Dostların Haletiruhiyesi
Cemalettin Taşcı, Akşam’daki köşesinde, Celal Şengör imzalı bir yazıyı eleştirdiği Salı günkü yazısını “Yazıyı kaleme alanın, yayınlayanın, okuyup beğenip sağa sola yollayanın ruh halini anlayabiliyorum. TSK’nın maruz kaldığı şartları içlerine sindiremiyorlar. Ama o şartları değiştirmenin yolu bu değil.” diyerek bitirmiş.
Zatıâlileri ikide bir unutur, herkes aynı pencereden aynı peyzajı görmez ama görse bile, herkesin dikkatini başka unsurlar çeker. Dolayısıyla herkesin öncelikleri farklıdır, farklı şeyleri değiştirmeye çalışırlar.
***
Siz bu Taşcı’yı bilmezsiniz. Bir vakitler Sayın Abdullah Gül kendisinden, “biz bir parti kuracağız da, ne kadar oy alırız, öğrenmek istiyoruz” diyerek bir kamuoyu araştırması talep ettiydi. Taşcı, Sayın Gül’e, kurulmamış bir partinin ne kadar oy alacağını tahmin etmek için başka türlü çalışmalar gerektiğini anlatmaya çalışmıştı. “Ben şu köşeye bir restoran açsam, ne kadar müşterim olur” sorusunun cevabını, potansiyel müşterilere “burada açılacak bir restoranda yemek yer misiniz” diye sorarak bulamazsınız. Restoran kebapçı mı olacak İtalyan restoranı mı, fiyatlar ne olacak, hizmet kalitesi nasıl, yemeklerin lezzeti ne âlemde? Filan…
Taşcı, bilgi sistemcidir. Bilgiye, karar vermek için ihtiyaç olduğunu düşünür. Böyle düşünmesinde bir beis yok. Ama herkesin de bilgiye, sadece karar vermek için ihtiyaç duyduğunu zanneder.

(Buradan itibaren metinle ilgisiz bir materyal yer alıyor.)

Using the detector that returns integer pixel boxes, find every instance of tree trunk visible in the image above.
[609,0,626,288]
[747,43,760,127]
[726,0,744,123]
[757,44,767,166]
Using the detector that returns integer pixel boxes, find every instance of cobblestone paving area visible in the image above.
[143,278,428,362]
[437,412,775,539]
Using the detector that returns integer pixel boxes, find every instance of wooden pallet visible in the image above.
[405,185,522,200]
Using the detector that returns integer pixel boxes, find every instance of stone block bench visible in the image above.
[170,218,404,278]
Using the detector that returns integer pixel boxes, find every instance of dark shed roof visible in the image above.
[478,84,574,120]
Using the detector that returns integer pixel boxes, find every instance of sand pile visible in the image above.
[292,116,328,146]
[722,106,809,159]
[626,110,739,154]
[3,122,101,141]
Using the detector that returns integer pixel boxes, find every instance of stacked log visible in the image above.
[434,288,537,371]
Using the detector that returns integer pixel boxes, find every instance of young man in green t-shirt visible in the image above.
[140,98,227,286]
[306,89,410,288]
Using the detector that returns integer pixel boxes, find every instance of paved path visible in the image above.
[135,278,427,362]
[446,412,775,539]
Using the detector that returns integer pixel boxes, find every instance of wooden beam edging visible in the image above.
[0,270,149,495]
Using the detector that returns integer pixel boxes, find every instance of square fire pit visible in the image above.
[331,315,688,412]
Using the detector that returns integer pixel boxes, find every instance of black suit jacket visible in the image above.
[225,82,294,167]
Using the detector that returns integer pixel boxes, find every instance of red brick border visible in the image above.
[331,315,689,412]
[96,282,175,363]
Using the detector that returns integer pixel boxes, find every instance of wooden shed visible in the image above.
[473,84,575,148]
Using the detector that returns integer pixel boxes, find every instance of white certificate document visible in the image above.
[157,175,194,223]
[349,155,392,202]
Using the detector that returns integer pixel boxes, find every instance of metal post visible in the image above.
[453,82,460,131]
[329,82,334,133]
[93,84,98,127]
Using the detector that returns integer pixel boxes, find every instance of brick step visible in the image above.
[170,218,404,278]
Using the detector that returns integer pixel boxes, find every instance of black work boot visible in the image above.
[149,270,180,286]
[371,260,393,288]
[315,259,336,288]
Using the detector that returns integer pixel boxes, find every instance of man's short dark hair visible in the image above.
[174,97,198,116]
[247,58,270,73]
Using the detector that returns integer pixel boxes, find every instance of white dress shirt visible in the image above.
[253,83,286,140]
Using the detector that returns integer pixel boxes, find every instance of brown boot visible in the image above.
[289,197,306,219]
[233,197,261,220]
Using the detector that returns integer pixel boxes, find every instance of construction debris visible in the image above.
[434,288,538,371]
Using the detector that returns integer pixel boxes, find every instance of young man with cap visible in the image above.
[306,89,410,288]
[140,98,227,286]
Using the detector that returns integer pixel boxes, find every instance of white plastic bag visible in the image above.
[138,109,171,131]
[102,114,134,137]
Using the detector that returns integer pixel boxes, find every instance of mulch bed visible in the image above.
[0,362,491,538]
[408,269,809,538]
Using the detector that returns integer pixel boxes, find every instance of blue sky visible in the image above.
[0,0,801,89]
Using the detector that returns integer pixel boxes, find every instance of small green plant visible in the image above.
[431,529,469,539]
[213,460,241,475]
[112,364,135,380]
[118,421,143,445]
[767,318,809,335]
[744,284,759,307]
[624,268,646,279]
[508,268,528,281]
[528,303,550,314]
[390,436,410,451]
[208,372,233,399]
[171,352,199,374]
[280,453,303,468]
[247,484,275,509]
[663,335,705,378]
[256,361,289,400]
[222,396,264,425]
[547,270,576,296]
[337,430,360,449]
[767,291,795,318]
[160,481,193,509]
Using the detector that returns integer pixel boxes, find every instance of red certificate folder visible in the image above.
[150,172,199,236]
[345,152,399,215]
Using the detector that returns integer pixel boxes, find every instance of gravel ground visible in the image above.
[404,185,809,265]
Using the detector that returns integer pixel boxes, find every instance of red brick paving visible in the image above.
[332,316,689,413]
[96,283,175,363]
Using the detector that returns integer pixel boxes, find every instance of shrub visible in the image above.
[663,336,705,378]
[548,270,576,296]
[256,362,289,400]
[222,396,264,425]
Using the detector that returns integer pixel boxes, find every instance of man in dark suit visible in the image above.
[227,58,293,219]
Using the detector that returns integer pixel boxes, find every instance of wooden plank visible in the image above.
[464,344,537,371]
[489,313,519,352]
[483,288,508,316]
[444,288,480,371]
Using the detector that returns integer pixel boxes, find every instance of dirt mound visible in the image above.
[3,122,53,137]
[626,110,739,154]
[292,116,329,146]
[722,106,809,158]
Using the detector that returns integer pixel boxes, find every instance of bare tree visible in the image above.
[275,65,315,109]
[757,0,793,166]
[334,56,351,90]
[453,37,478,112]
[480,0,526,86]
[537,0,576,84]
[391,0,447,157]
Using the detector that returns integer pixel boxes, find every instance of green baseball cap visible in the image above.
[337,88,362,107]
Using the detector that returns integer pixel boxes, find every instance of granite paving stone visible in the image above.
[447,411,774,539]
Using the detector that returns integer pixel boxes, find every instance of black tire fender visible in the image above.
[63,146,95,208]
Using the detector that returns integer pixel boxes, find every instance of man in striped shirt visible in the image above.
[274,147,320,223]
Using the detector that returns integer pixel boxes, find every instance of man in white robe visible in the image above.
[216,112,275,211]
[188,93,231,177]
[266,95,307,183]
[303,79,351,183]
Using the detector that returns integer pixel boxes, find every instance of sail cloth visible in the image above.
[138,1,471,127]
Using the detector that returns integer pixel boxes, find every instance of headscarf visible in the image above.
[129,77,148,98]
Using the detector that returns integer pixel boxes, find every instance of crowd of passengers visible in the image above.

Sayın Gül ve arkadaşları kararlarını zaten vermişlerdi. Restoranı açacaklardı. Aşçıları istihdam etmişlerdi. Fiyatlar her fırsatta yükseltilmek üzere belirlenmişti. Dolayısıyla herhangi bir karar için bir bilgiye ihtiyaçları yoktu. Ama yolun başında dünyayı fethetmeye kâfi görünen cesaretleri, zamanla eprimişti. “Çok oy alırsınız, çok” diyen bilimsel (!) bir bilgi, yola devam etmek için ihtiyaç duydukları kararlılığı tahkim edebilirdi. Bu da azımsanmayacak, hafife alınmayacak bir ihtiyaçtı yani.
***
Kimileri, kendi cenahlarında muazzam bir hayal kırıklığı yaşandığını görüyorlar. “Hâlâ hayattayız, bütün mevzileri kaybetmedik, bazı muharebeleri yitirmiş olabiliriz ama savaş henüz bitmedi” duygusunu güçlendirmek, dostların şevkini tahkim etmek hayati önem taşıyor. Sayın Şengör’ün yazısı bu işe yarayabilir pekâlâ. TSK’nın maruz kaldığı şartları değiştiremeyebilir ama yoldaşların ruh durumunu değiştirebilir. Buna ne kadar ihtiyaç olduğunu da, yaşayan bilir.
Birilerine göre, AKP’nin defteri dürülmedikçe herhangi bir konuda yek parmak yol alınamayacağı kesin. Aciliyeti olan yegâne meseleleri, AKP’yi bir adım olsun, geriletmek. Diyelim TSK’ya da zarar verecek ama AKP’nin hayatını çok zorlaştıracak bir operasyon akıl etmişseniz, TSK’nın göreceği zararı pek de umursamayabilirler. Eh, mevcut savaşta Cumhuriyet, İslam filan fütursuzca kurban edildiğine göre, TSK’nın hesabını tutacak değiller.
Sayın Şengör’ün metni de, farklı insanların TSK’da gördükleri farklı olumlulukların hepsini bir araya toplamaktan başka gailesi olmayan bir metin işte. Üstelik makbul bir bilim adamı tarafından kaleme alınmış ve bilimsellik taslayan bir yerde yayınlanmış. Yazan, okuyan ve dağıtanlar demiş oluyor ki böylelikle, “koskoca bilim bizim yanımızdadır, endişe etmeyin.”